From the standpoints of geomathematics and stratigraphy it may be argued that a stratigraphic and numerical longer solution, not artificially truncated at period boundaries, would be desirable. Successions of detailed and precise age dates on each site of period boundary (above it and below it) interact with each other. Hence, with the completion of the detailed and dedicated data for GTS2020, the opportunity was created to consider bridging the stratigraphic boundaries of consecutive periods and build a long superspline.
For the Paleozoic in GTS2020, a superspline was already fitted (see Fig. 11) and its predicted stage boundaries compared with those in GTS2020 (Gradstein and Agterberg 2022).
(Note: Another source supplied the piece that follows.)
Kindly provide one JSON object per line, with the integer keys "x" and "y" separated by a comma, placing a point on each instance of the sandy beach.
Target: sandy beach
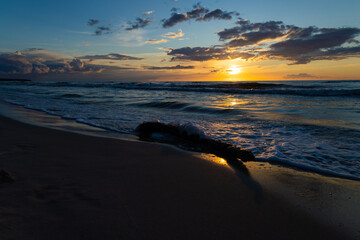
{"x": 72, "y": 186}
In order to combine the separate splines for different periods or combinations of periods, their different chronostratigraphic scales were linearly rescaled to obtain a single scale for the entire Paleozoic. These linear transformations of chronostratigraphic scales were carried out on the basis of “anchor ages” coinciding with period boundaries (cf. Table 3). For this paper the same procedure was followed for the Mesozoic.
In total, nine anchor ages were selected to allow the eight linear transformations required to obtain a single Paleozoic–Mesozoic chronostratigraphy. Seven of the nine anchor ages were set at epoch boundaries including the Permian–Triassic and the Cretaceous–Paleogene boundaries which are period boundaries as well. Estimated superspline values at the Permian–Triassic Epoch boundary are both equal to the input values set at 251.9 Ma. A potential drawback of the supersplining results with respect to the GST2020 results, most of which were obtained by fitting separate splines, is that input uncertainties at all nine anchor ages were set equal to zero in order to allow for the required linear transformations of the GTS2020 chronographic scales.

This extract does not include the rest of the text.